WongKinYiu commented 4 years ago

partial to here. https://github.com/AlexeyAB/darknet/blob/master/cfg/cd53paspp-gamma.cfg#L948

sctrueew commented 4 years ago

@WongKinYiu Hi,

What pre-trained should I use for CSPDarknet53-PANet-SPP model?

Thanks

WongKinYiu commented 4 years ago

Hello,

which cfg do you want to use? and is your dataset lager than mscoco?

sctrueew commented 4 years ago

@WongKinYiu Hi,

which cfg do you want to use?

I already used CSPResNeXt50-PANet-SPP and I got a good result but the training time is high and I am going to use CSPDarknet53-PANet-SPP.

and is your dataset lager than mscoco? Yes, I have a big dataset, it's' about 300 classes and 1m images. My dataset includes traffic signs.

Which cfg is it good for this case? the accuracy is importance for me.

Thanks

WongKinYiu commented 4 years ago

for this case, you can use:

  1. CSPDarknet53-PANet-SPP: 512x512 input/42.4 AP/64.5 AP50 [imagenet pretrained] [coco pretrained]

  2. CSPDarknet53-PANet-SPP(Mish): 512x512 input/43.0 AP/64.9 AP50 [imagenet pretrained] [coco pretrained]

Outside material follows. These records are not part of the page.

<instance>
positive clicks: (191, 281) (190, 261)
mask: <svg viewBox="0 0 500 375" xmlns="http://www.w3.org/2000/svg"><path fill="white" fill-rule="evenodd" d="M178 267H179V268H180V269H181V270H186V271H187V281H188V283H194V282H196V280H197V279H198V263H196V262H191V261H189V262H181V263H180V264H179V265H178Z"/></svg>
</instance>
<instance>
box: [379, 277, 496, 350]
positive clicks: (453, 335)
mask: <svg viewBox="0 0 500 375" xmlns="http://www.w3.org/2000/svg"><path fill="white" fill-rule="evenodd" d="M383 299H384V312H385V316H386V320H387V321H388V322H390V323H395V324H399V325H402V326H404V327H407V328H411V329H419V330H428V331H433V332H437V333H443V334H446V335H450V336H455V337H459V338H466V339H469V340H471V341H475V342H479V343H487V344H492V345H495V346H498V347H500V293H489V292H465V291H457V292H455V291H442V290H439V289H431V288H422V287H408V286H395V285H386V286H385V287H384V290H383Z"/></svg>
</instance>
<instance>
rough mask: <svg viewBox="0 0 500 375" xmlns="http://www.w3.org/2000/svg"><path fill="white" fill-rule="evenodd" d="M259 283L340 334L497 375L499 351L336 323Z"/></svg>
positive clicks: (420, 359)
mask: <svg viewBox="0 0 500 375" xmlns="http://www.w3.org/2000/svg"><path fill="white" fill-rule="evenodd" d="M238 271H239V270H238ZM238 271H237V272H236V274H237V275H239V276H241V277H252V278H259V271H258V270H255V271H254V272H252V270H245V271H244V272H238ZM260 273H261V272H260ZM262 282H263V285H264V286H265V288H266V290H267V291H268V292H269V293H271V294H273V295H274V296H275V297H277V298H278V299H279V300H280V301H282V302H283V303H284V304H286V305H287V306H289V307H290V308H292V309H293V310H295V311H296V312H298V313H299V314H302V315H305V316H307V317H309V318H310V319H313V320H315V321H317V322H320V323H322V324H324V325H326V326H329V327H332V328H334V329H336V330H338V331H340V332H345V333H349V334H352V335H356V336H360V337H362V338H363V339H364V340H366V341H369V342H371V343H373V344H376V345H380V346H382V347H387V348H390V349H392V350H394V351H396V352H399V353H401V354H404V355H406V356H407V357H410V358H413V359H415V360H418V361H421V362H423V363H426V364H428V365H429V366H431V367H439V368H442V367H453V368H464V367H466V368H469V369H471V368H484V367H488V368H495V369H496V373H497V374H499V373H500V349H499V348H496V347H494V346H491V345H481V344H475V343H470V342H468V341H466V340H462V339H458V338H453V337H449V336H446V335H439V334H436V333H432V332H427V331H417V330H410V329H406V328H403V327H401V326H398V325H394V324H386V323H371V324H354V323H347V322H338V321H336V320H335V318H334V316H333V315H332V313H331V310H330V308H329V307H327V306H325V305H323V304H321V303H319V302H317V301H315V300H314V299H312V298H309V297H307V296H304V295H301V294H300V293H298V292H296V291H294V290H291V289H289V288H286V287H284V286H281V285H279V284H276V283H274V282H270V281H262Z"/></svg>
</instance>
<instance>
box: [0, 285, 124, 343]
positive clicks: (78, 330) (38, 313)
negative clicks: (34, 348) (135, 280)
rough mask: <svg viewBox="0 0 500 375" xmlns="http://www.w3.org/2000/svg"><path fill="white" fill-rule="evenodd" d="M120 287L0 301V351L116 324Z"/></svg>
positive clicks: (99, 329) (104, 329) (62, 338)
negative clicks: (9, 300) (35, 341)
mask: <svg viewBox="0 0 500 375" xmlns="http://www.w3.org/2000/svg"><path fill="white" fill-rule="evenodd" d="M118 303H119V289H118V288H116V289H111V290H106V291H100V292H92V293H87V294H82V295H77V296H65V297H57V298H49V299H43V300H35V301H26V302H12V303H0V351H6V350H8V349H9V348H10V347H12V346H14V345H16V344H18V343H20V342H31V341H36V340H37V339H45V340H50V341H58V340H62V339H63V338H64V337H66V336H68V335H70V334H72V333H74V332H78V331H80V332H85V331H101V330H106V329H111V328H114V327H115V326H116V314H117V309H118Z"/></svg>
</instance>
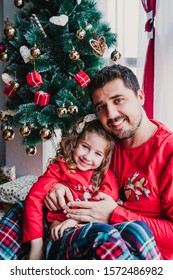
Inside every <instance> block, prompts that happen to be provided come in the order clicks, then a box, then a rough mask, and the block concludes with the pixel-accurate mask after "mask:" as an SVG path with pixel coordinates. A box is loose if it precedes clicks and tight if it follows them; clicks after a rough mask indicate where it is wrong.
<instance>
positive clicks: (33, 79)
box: [26, 70, 43, 88]
mask: <svg viewBox="0 0 173 280" xmlns="http://www.w3.org/2000/svg"><path fill="white" fill-rule="evenodd" d="M26 80H27V83H28V84H29V85H30V86H32V87H33V88H36V87H40V86H41V85H42V84H43V79H42V76H41V75H40V74H39V73H38V72H37V71H36V70H34V71H33V72H31V73H28V74H27V76H26Z"/></svg>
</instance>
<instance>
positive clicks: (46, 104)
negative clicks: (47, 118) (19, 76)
mask: <svg viewBox="0 0 173 280" xmlns="http://www.w3.org/2000/svg"><path fill="white" fill-rule="evenodd" d="M49 100H50V94H49V93H46V92H44V91H42V90H41V91H37V92H35V95H34V103H36V104H38V105H40V106H45V105H47V104H49Z"/></svg>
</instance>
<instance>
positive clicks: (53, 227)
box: [51, 219, 78, 241]
mask: <svg viewBox="0 0 173 280" xmlns="http://www.w3.org/2000/svg"><path fill="white" fill-rule="evenodd" d="M77 224H78V222H77V221H75V220H73V219H67V220H65V221H63V222H61V223H59V224H57V225H56V226H54V227H52V228H51V238H52V239H53V240H54V241H55V240H57V239H59V238H60V237H62V236H63V233H64V231H65V230H66V229H70V228H72V227H75V226H77Z"/></svg>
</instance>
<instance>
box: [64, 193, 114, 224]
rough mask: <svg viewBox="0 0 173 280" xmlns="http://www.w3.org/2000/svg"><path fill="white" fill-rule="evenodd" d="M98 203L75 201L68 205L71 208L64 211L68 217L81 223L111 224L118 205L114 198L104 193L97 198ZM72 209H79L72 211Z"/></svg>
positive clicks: (67, 203) (95, 198) (74, 209)
mask: <svg viewBox="0 0 173 280" xmlns="http://www.w3.org/2000/svg"><path fill="white" fill-rule="evenodd" d="M95 199H98V201H96V202H95V201H73V202H69V203H67V205H68V206H69V207H70V208H67V209H65V210H64V213H67V217H68V218H71V219H74V220H76V221H78V222H79V223H81V222H100V223H109V219H110V217H111V214H112V212H113V210H114V209H115V208H116V207H117V206H118V204H117V203H116V202H115V201H114V200H113V198H112V197H111V196H109V195H106V194H104V193H99V195H98V196H96V197H95ZM71 207H75V208H79V209H71Z"/></svg>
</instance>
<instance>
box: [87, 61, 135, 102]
mask: <svg viewBox="0 0 173 280" xmlns="http://www.w3.org/2000/svg"><path fill="white" fill-rule="evenodd" d="M117 78H119V79H121V80H122V81H123V82H124V85H125V86H126V87H127V88H130V89H131V90H133V92H134V94H135V95H137V92H138V90H139V89H140V87H139V83H138V79H137V77H136V76H135V74H134V73H133V71H132V70H131V69H129V68H127V67H125V66H122V65H120V64H114V65H112V66H105V67H103V68H102V69H101V70H99V71H98V72H97V73H95V74H94V75H93V76H92V77H91V82H90V84H89V85H88V93H89V96H90V98H91V100H92V94H93V92H94V91H95V90H96V89H98V88H102V87H103V86H104V85H106V84H107V83H108V82H111V81H113V80H114V79H117Z"/></svg>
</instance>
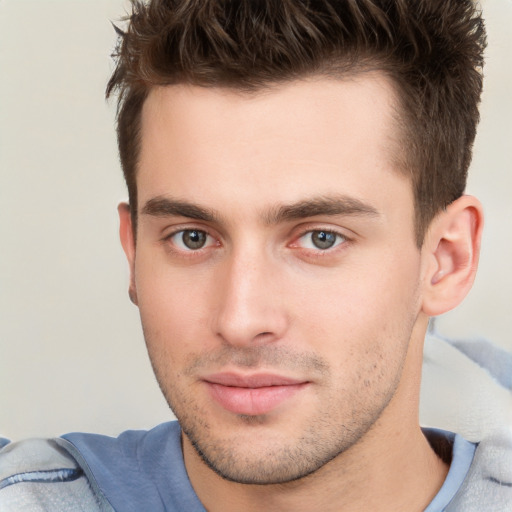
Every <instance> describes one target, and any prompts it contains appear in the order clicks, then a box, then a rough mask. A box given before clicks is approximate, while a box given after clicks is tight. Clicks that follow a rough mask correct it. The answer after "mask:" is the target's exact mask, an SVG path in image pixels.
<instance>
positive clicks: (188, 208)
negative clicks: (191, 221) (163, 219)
mask: <svg viewBox="0 0 512 512" xmlns="http://www.w3.org/2000/svg"><path fill="white" fill-rule="evenodd" d="M141 213H142V214H143V215H151V216H153V217H187V218H189V219H195V220H202V221H205V222H215V221H217V220H218V217H217V215H216V214H215V212H214V211H213V210H210V209H208V208H203V207H202V206H198V205H196V204H193V203H189V202H188V201H180V200H177V199H169V198H167V197H154V198H152V199H150V200H149V201H148V202H147V203H146V204H145V205H144V207H143V208H142V211H141Z"/></svg>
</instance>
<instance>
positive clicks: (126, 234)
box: [117, 203, 138, 305]
mask: <svg viewBox="0 0 512 512" xmlns="http://www.w3.org/2000/svg"><path fill="white" fill-rule="evenodd" d="M117 211H118V213H119V237H120V239H121V245H122V246H123V250H124V253H125V254H126V258H127V260H128V264H129V266H130V286H129V288H128V295H129V297H130V300H131V301H132V302H133V303H134V304H135V305H138V300H137V288H136V286H135V237H134V233H133V227H132V218H131V211H130V205H129V204H128V203H120V204H119V206H118V207H117Z"/></svg>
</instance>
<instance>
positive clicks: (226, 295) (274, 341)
mask: <svg viewBox="0 0 512 512" xmlns="http://www.w3.org/2000/svg"><path fill="white" fill-rule="evenodd" d="M271 260H272V258H271V257H269V256H268V255H265V253H264V251H263V250H259V251H258V250H252V251H251V250H246V251H237V252H233V253H232V254H231V256H230V257H229V258H227V259H226V260H225V261H224V262H223V264H222V267H221V268H219V269H218V270H219V273H218V277H217V279H218V281H217V282H218V288H217V292H218V297H217V299H218V301H217V314H216V316H215V325H214V329H215V331H216V335H217V336H218V337H220V338H221V339H222V340H223V342H224V343H227V344H229V345H233V346H238V347H243V346H248V345H252V344H266V343H271V342H275V341H277V340H279V339H281V338H282V337H283V335H284V334H285V332H286V329H287V326H288V317H287V314H286V308H285V305H286V301H285V299H284V294H283V289H282V287H281V286H280V279H279V269H278V268H277V265H276V264H273V262H272V261H271Z"/></svg>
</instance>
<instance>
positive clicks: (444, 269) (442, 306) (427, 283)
mask: <svg viewBox="0 0 512 512" xmlns="http://www.w3.org/2000/svg"><path fill="white" fill-rule="evenodd" d="M482 228H483V210H482V205H481V204H480V201H478V199H476V198H475V197H472V196H462V197H460V198H459V199H457V200H455V201H454V202H453V203H451V204H450V205H449V206H448V208H447V209H446V210H445V211H443V212H441V213H440V214H438V215H437V216H436V217H435V219H434V220H433V221H432V224H431V226H430V228H429V230H428V233H427V235H426V237H425V242H424V244H423V247H422V252H423V255H422V257H423V258H424V261H425V267H426V270H425V274H424V293H423V308H422V310H423V312H424V313H426V314H427V315H429V316H437V315H440V314H442V313H446V312H447V311H449V310H451V309H453V308H454V307H456V306H457V305H458V304H460V303H461V302H462V300H463V299H464V297H465V296H466V295H467V294H468V292H469V290H470V289H471V286H472V285H473V281H474V279H475V275H476V270H477V267H478V258H479V255H480V242H481V237H482Z"/></svg>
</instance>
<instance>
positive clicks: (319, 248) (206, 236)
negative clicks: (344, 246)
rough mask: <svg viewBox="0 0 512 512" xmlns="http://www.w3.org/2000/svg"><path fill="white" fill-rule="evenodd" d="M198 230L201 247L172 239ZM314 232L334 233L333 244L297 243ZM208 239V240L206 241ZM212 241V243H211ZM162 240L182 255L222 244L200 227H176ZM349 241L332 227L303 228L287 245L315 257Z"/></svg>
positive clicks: (326, 233) (203, 251) (346, 237)
mask: <svg viewBox="0 0 512 512" xmlns="http://www.w3.org/2000/svg"><path fill="white" fill-rule="evenodd" d="M194 231H195V232H198V233H203V234H204V235H205V236H206V242H205V245H203V246H202V247H199V248H197V249H191V248H190V247H180V246H179V243H183V242H182V240H181V241H180V242H176V241H173V239H174V238H175V237H177V236H179V235H181V237H182V239H183V236H184V234H185V233H187V232H188V233H192V232H194ZM314 233H326V234H327V235H334V237H335V241H334V245H333V246H332V247H326V248H324V249H322V248H319V247H316V248H315V247H302V246H301V245H300V244H299V241H300V240H301V239H302V238H304V237H306V236H307V235H309V236H310V237H311V236H313V234H314ZM208 239H209V241H208ZM212 241H213V243H212ZM162 242H163V243H164V244H166V245H167V246H168V247H169V249H171V250H172V251H173V252H176V253H178V254H180V255H182V256H185V257H194V256H199V255H202V254H203V253H204V252H205V251H206V250H208V249H209V248H211V247H220V246H221V245H222V244H221V242H220V241H219V240H218V238H217V237H215V236H213V235H211V234H210V233H209V232H208V231H207V230H205V229H200V228H193V227H191V228H182V229H176V230H174V231H173V232H172V233H169V234H168V235H166V236H165V237H164V238H163V239H162ZM349 242H351V239H350V238H349V237H347V236H346V235H345V234H343V233H340V232H339V231H336V230H334V229H325V228H321V227H319V228H308V229H304V230H303V231H302V232H301V233H300V234H299V235H298V236H296V237H295V238H294V241H293V242H291V243H290V244H288V245H287V247H290V248H292V249H296V250H300V249H302V250H303V251H305V252H306V253H307V256H308V257H316V258H322V257H326V256H330V255H332V254H333V252H335V251H337V250H340V249H341V247H340V246H344V245H345V244H347V243H349Z"/></svg>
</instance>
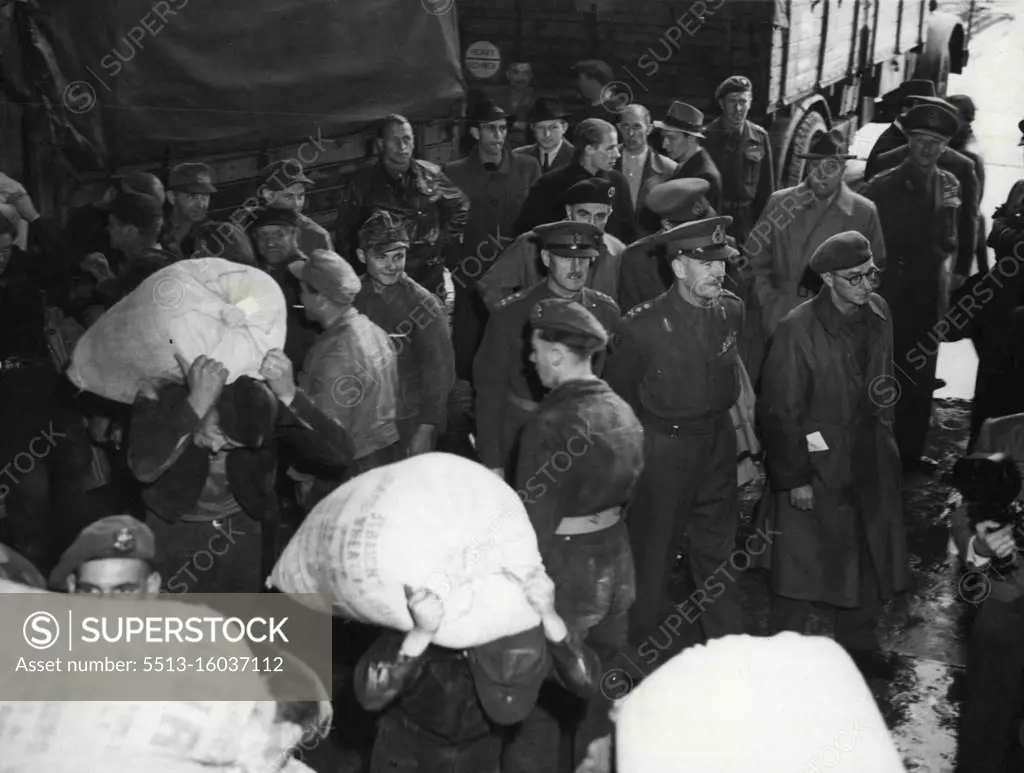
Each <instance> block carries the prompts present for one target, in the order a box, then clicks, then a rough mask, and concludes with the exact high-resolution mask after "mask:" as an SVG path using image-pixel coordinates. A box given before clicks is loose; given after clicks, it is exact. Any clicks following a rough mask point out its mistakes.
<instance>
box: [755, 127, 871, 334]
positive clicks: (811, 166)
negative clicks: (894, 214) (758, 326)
mask: <svg viewBox="0 0 1024 773" xmlns="http://www.w3.org/2000/svg"><path fill="white" fill-rule="evenodd" d="M799 158H802V159H805V160H806V161H807V177H806V178H805V179H804V181H803V182H802V183H800V184H799V185H795V186H794V187H788V188H782V189H781V190H777V191H776V192H774V194H772V196H771V198H770V199H769V200H768V204H767V206H766V207H765V211H764V212H762V213H761V219H760V220H759V221H758V223H757V225H755V226H754V229H753V230H752V231H751V235H750V237H749V238H748V240H746V245H745V246H744V248H743V252H744V254H745V255H746V258H748V259H749V260H750V261H751V271H752V273H753V275H754V292H755V293H756V294H757V297H758V302H759V305H760V307H761V311H762V314H763V316H762V321H763V324H764V330H765V334H766V335H767V336H771V334H772V333H773V332H774V331H775V328H776V327H777V326H778V324H779V321H780V320H781V319H782V317H783V316H785V315H786V314H787V313H790V311H792V310H793V309H795V308H796V307H797V306H799V305H800V304H801V303H803V302H804V301H805V300H807V299H808V298H811V297H813V296H814V295H815V294H816V293H817V291H818V290H819V288H820V280H818V277H817V274H815V273H814V272H812V271H809V270H808V263H809V262H810V259H811V255H813V254H814V251H815V250H817V248H818V247H819V246H820V245H821V244H822V243H823V242H824V241H825V240H826V239H828V238H829V237H833V235H835V234H837V233H840V232H842V231H845V230H856V231H859V232H860V233H863V234H864V235H865V237H866V238H867V241H868V242H870V245H871V252H872V254H873V255H874V259H876V261H878V263H879V264H880V265H885V256H886V246H885V242H884V241H883V239H882V223H881V222H880V221H879V212H878V210H877V209H876V208H874V205H873V204H872V203H871V202H869V201H868V200H867V199H864V197H862V196H859V195H858V194H855V192H853V191H852V190H851V189H850V187H849V186H848V185H847V184H846V183H845V182H844V181H843V175H844V174H845V172H846V163H847V161H848V160H849V159H852V158H854V157H853V156H851V155H849V154H848V153H847V152H846V147H845V145H844V143H843V141H842V139H841V138H840V137H839V136H838V135H836V134H822V135H820V136H819V137H818V138H817V139H816V140H815V141H814V142H813V143H812V144H811V147H810V149H809V151H808V152H807V153H805V154H801V155H800V156H799Z"/></svg>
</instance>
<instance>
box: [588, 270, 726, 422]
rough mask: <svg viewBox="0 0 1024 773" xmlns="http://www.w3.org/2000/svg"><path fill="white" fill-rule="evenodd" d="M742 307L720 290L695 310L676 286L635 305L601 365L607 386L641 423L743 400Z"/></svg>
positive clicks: (674, 418) (691, 413)
mask: <svg viewBox="0 0 1024 773" xmlns="http://www.w3.org/2000/svg"><path fill="white" fill-rule="evenodd" d="M742 326H743V304H742V302H741V301H740V300H739V298H737V297H736V296H735V295H733V294H732V293H729V292H727V291H726V292H723V293H722V298H721V300H720V301H719V302H718V303H717V304H716V305H714V306H712V307H710V308H705V307H701V308H698V307H696V306H694V305H692V304H691V303H689V302H687V301H686V300H684V299H683V298H681V297H680V295H679V293H678V292H677V291H676V289H675V288H673V289H672V290H669V291H668V292H666V293H663V294H662V295H659V296H658V297H657V298H655V299H654V300H652V301H647V302H645V303H641V304H640V305H639V306H636V307H634V308H633V309H632V310H630V311H629V312H628V313H627V314H626V316H625V317H623V323H622V325H621V326H620V330H621V331H622V333H621V334H620V335H618V336H616V337H615V339H614V341H613V343H612V347H611V354H610V355H609V356H608V361H607V363H606V364H605V367H604V378H605V379H606V380H607V382H608V384H609V385H611V387H612V388H613V389H614V390H615V391H616V392H618V394H621V395H622V396H623V397H624V398H625V399H626V401H627V402H628V403H629V404H630V406H631V407H632V409H633V411H634V412H636V414H637V416H638V417H639V418H640V420H641V421H643V422H645V421H646V417H647V416H649V415H653V416H654V417H657V418H659V419H663V420H667V421H695V420H706V419H708V420H710V419H714V418H716V417H720V416H721V415H723V414H724V413H726V412H727V411H729V409H731V407H732V405H733V404H734V403H735V401H736V398H737V397H739V370H738V369H739V350H738V339H739V332H740V330H741V329H742Z"/></svg>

If your dataset is larger than mscoco, you can considerate using imagenet pretrained model (partial 104). If you hope the model converge quickly, you can use mscoco pretrained model (partial 135).

sctrueew commented 4 years ago

@WongKinYiu Hi,

My dataset is larger than mscoco. Can I use a 608 network size to get higher accuracy?

Thanks

WongKinYiu commented 4 years ago

does your dataset contains many small object? If yes, training with 608 network size can get higher accuracy definitely.